To disprove that irrational fear that EXISTS clause is projecting data(it isn't), try this in your favorite database:
select * from posts
where exists(select 1/0 from comments where author_id = posts.author_id and post_id = posts.post_id)
Did it result to divide by zero error? If it is, try to hurl criticisms to the vendor of your favorite database. But rest assured, we can be practically sure that our database won't blindly project data inside of EXISTS clause.
If only all database supports tuple testing, we can do this:
select * from posts where (author_id,post_id) in (select author_id, post_id from comments)
But some database don't support that tuple testing. So we have to do this:
select * from posts
where /* (author_id,post_id) in */
(select author_id, post_id
from comments
where author_id = posts.author_id and post_id = posts.post_id)

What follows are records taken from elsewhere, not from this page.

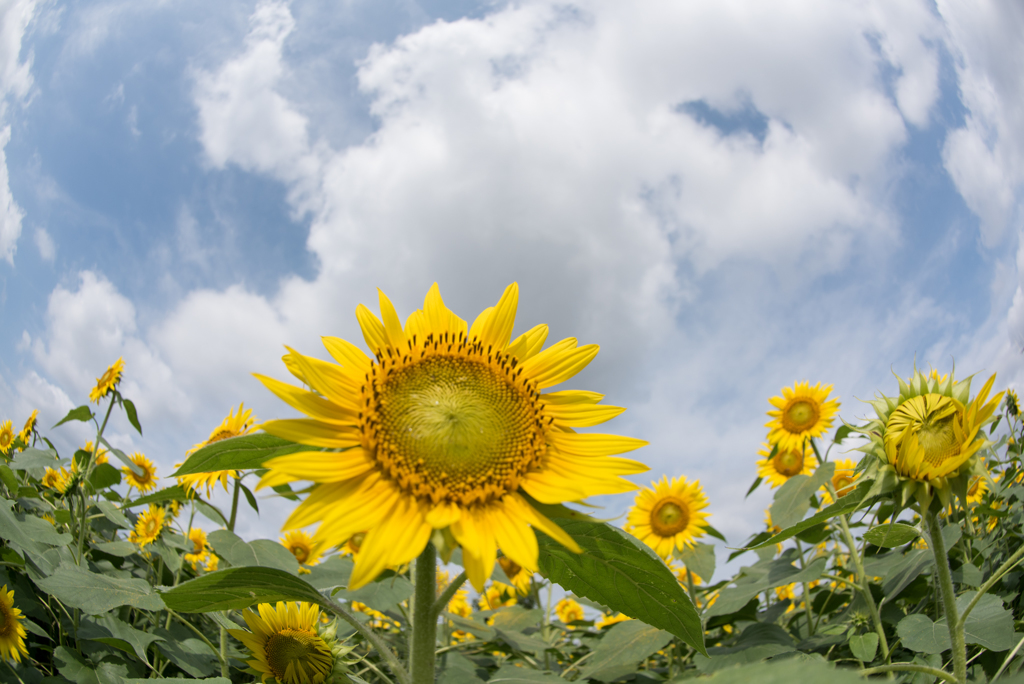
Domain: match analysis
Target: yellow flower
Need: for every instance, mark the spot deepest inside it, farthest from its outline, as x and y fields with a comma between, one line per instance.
x=607, y=620
x=518, y=575
x=148, y=525
x=303, y=547
x=145, y=481
x=802, y=412
x=11, y=631
x=844, y=479
x=285, y=644
x=6, y=437
x=107, y=382
x=444, y=427
x=568, y=610
x=786, y=463
x=670, y=516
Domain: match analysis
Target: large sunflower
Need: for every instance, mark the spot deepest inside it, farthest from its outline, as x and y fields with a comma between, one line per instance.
x=107, y=382
x=285, y=644
x=785, y=464
x=669, y=516
x=801, y=413
x=445, y=427
x=11, y=631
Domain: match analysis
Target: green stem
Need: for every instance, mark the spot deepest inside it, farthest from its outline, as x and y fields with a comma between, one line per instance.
x=948, y=597
x=424, y=618
x=865, y=591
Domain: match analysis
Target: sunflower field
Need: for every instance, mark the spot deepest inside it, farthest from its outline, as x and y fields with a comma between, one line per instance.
x=437, y=535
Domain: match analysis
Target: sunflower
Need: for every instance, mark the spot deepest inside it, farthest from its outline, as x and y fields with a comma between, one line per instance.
x=785, y=464
x=11, y=631
x=303, y=547
x=107, y=382
x=148, y=525
x=144, y=481
x=568, y=610
x=670, y=515
x=843, y=481
x=802, y=412
x=444, y=428
x=6, y=437
x=285, y=643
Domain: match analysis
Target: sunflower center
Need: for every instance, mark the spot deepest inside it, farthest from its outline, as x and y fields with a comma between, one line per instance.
x=290, y=653
x=455, y=428
x=670, y=517
x=787, y=463
x=800, y=414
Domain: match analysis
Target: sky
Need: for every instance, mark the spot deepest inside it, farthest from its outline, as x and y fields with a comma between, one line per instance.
x=727, y=197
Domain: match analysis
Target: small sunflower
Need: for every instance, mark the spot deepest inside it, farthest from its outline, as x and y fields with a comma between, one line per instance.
x=786, y=463
x=147, y=479
x=803, y=412
x=11, y=631
x=148, y=525
x=108, y=382
x=303, y=547
x=844, y=479
x=6, y=437
x=445, y=427
x=285, y=643
x=669, y=516
x=568, y=611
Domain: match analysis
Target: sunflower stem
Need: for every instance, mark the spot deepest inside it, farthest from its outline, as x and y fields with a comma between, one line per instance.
x=948, y=597
x=424, y=618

If I would have to translate the tuple testing to WHERE EXISTS clause, I would retain the two fields in first WHERE clause and put them in comment brackets; and inside of EXISTS clause, I would preserve the tuples to be tested upon, it makes for great documentation. It's better than EXISTS(SELECT 1) and EXISTS(SELECT *)

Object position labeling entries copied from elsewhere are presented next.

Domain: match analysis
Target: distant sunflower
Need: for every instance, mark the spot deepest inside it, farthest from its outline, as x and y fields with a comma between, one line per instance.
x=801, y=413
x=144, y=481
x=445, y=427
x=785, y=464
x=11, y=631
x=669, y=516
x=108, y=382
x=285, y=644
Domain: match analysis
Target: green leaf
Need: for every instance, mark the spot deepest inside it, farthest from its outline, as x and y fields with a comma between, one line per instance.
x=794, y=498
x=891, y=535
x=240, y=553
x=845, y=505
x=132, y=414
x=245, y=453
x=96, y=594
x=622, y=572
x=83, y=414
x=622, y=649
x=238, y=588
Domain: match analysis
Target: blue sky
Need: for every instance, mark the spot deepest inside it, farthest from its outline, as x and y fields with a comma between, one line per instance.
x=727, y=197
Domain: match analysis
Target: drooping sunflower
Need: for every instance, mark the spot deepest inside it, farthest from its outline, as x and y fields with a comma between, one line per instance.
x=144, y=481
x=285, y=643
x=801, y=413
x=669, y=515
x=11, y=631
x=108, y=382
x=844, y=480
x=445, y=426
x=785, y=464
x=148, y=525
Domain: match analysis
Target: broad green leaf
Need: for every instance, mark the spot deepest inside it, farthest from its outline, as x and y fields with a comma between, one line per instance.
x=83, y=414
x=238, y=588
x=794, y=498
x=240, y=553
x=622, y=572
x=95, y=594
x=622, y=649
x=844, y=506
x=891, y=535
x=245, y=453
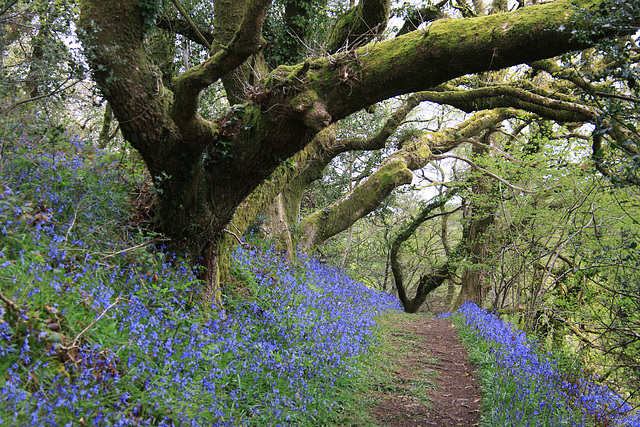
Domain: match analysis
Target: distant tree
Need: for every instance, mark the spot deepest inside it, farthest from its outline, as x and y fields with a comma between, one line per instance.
x=204, y=169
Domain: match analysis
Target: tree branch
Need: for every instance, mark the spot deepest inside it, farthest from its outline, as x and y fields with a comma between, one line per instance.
x=247, y=41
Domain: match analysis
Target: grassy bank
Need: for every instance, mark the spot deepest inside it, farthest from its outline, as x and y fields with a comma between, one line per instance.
x=101, y=326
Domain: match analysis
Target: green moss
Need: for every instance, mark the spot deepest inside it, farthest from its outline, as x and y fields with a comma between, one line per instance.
x=304, y=100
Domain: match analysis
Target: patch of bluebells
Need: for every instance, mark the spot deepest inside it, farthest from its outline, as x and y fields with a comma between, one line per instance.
x=529, y=390
x=269, y=359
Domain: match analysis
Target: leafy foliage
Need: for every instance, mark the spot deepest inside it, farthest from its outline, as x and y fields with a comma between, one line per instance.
x=96, y=324
x=524, y=387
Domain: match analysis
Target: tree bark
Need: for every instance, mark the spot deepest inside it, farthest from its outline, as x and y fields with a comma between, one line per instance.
x=427, y=282
x=203, y=170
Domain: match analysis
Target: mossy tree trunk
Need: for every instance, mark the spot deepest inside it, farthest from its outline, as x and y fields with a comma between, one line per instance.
x=203, y=170
x=427, y=282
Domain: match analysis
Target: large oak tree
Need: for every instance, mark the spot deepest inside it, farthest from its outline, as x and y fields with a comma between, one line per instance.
x=204, y=169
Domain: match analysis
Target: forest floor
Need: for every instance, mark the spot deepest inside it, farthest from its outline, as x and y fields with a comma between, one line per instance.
x=430, y=381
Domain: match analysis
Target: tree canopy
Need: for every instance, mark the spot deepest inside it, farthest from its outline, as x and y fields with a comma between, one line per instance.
x=203, y=169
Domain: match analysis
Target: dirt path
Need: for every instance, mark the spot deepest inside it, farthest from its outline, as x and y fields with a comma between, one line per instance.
x=431, y=383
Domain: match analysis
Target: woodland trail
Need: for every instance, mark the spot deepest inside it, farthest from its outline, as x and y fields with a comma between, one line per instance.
x=430, y=382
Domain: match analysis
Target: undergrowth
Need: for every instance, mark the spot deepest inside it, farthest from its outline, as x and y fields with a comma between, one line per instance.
x=522, y=386
x=101, y=327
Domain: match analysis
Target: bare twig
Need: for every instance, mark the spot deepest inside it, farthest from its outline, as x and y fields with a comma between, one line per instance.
x=486, y=172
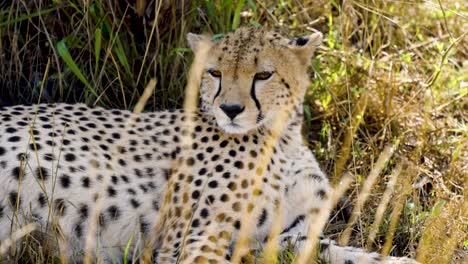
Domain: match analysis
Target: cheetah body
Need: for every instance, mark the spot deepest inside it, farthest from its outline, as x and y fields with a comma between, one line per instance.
x=192, y=180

On some database, they have sleep function to simulate delay. To prove that our database discard data projection of EXISTS clause. Try to do this (change the pg_sleep with your database's equivalent):
select * from posts
where exists(
select pg_sleep(5000) -- 5 seconds delay
from comments where author_id = posts.author_id and post_id = posts.post_id)
test=# select * from posts
where exists(
select pg_sleep(5000)
from comments
where author_id = posts.author_id and post_id = posts.post_id);
author_id | post_id | post
777 | 1 | what is optimization
(1 row)
Time: 1.548 ms
As we can see, it didn't incur any delay
Strive for readability first before applying cargo cult programming. Don't have that irrational fear that asterisk always gets expanded to data projection
Now, I'm not suggesting to application programmers that they convert all their EXISTS(SELECT 1 FROM ..) to EXISTS(SELECT * FROM ..). Just remove the irrational fear, eliminate or minimize your
Cargo Cult Programming.
I don't mind if application programmers or colleagues are used to with EXISTS(SELECT 1..), but I would do mind if they will go out their way to
bikeshed and point out that EXISTS(SELECT * ) is not efficient. I trust the engineers of database more than the programmers who just merely use database.